It’s such a common thing the majority of you reading this probably understood what “the Explanation” referenced in the headline is without us, well, even explaining. If you want to say no more effectively, though, you have to knock it off.
You’ve likely used (and heard) the No+Explanation format thousands of times in your life. It’s a typical exchange like this:
Friend: Can you help me sort and catalog my Beanie Baby collection to prepare it for professional grading?
You: Sorry I can’t, my car will be in the shop all weekend or else I’d be there in a heartbeat.
Many of us use the format all the time: “No, I can’t, I’m (insert some excuse)”or “I’d love to but I (insert some explanation).”
By all means, if you’re sincere at that moment, and you genuinely wish you could say yes, but an outside force is conspiring against you (like your car really is in the shop and you really would like to be there) then feel free to say so.

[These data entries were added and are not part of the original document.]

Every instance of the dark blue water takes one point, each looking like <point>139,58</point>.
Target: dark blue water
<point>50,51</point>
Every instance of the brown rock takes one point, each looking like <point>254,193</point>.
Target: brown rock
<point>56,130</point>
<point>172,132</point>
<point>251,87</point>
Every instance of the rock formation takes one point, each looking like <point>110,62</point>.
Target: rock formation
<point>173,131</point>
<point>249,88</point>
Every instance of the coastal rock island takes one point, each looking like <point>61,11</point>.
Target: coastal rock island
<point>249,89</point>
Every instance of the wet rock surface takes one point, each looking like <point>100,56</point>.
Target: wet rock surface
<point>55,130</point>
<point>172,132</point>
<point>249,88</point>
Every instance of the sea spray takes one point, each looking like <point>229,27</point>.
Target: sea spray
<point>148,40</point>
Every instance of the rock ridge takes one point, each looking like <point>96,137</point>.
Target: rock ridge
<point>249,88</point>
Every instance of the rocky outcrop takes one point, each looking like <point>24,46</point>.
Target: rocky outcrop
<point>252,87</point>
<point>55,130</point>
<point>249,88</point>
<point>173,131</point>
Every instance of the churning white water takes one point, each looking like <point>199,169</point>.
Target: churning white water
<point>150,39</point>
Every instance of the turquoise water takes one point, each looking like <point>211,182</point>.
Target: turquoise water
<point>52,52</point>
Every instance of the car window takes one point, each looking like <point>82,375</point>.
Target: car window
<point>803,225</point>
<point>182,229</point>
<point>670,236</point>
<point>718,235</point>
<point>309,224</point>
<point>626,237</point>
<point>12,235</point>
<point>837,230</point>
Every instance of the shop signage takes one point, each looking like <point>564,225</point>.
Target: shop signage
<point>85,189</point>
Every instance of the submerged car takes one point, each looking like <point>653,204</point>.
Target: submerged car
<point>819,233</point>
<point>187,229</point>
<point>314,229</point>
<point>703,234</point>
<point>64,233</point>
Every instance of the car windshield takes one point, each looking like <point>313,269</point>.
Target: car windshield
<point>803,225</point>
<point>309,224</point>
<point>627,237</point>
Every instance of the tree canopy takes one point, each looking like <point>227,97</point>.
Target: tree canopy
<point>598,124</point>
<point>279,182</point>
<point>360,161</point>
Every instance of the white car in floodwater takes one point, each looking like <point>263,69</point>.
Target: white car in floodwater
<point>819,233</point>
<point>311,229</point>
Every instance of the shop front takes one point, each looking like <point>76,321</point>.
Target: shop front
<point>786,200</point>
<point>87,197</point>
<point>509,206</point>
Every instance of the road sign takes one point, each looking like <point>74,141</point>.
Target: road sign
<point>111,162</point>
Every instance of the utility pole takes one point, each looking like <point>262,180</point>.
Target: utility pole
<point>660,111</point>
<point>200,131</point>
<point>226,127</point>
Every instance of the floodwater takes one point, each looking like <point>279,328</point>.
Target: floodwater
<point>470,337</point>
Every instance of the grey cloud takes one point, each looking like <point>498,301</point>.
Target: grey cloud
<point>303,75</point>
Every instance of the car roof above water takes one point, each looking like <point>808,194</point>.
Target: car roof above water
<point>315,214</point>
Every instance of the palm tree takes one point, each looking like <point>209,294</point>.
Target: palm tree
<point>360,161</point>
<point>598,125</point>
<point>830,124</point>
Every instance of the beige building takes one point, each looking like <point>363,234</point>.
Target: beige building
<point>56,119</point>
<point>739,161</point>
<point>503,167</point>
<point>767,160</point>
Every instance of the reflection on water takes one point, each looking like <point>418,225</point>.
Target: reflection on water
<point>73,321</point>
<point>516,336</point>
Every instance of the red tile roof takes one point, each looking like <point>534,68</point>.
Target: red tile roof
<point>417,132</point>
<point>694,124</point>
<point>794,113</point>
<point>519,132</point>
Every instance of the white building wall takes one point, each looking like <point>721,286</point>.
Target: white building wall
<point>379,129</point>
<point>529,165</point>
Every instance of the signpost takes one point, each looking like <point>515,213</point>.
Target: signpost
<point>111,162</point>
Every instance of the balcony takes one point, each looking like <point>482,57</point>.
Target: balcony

On the other hand, most of the time when we say no we don’t actually want to do the thing and the explanation part is just a result of guilt over saying no and a bid to soften the negative response. The reality, though, is that it only opens you up to hassles because the message isn’t “No.” It’s now become “I would, but (insert reason why I can’t).”

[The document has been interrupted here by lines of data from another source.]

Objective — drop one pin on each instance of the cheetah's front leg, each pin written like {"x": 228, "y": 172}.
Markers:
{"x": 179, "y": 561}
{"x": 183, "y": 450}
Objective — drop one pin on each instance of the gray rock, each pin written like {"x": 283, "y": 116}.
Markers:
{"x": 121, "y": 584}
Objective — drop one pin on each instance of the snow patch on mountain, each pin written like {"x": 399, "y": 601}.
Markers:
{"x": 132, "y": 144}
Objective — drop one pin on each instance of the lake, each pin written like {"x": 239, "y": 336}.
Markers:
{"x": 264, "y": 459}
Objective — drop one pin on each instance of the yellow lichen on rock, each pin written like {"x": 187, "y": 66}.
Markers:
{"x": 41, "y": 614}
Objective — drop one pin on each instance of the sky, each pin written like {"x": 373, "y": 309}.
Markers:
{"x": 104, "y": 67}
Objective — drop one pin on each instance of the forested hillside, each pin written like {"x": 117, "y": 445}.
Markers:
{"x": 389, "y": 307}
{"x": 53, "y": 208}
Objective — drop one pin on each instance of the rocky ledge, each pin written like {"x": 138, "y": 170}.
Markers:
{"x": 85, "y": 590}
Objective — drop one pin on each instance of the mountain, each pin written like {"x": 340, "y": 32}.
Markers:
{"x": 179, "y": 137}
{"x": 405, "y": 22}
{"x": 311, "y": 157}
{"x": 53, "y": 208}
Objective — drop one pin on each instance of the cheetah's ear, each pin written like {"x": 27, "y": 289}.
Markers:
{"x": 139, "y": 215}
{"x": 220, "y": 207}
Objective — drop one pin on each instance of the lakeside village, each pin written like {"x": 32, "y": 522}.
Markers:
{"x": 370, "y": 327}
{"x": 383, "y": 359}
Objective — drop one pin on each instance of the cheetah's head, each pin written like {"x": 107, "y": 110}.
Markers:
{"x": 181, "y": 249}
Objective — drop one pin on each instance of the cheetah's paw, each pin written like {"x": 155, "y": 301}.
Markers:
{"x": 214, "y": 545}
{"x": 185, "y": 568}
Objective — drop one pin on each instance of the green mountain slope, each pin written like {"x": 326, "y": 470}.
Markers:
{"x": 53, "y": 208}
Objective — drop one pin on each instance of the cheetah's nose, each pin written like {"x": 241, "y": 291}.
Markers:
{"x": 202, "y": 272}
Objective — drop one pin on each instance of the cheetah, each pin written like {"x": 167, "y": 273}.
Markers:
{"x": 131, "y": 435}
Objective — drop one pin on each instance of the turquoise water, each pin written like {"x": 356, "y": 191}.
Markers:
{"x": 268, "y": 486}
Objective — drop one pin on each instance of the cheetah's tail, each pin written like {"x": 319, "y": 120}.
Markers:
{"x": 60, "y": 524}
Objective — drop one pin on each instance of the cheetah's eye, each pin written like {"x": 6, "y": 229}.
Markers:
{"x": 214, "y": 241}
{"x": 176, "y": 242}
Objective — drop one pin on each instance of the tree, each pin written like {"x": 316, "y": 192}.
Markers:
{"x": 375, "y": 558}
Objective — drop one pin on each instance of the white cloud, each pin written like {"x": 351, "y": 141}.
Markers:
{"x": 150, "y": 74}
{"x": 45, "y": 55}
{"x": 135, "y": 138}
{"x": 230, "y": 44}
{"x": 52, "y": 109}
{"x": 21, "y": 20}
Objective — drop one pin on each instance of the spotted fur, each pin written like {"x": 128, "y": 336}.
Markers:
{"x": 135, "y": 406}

If the excuse you give is something the person can fix (like you can drive their car while yours is in the shop), then you’ve just left yourself open to your no response getting poked and prodded at. Rather than awkwardly having to say no again and try to set a new boundary, you could have saved yourself the hassle by just sticking with a firm no from the start. Now it becomes a more airtight and firm answer like:
Friend: Can you help me sort and catalog my Beanie Baby collection to prepare it for professional grading?
You: No, but good luck with the process—I hope you get top dollar for Valentino.
In the second round of Beanie Baby negotiation, there is no negotiation. You said no, and it isn’t situational; it’s a firm no because you don’t want to do it. It’s direct, it’s useful, and it’s final.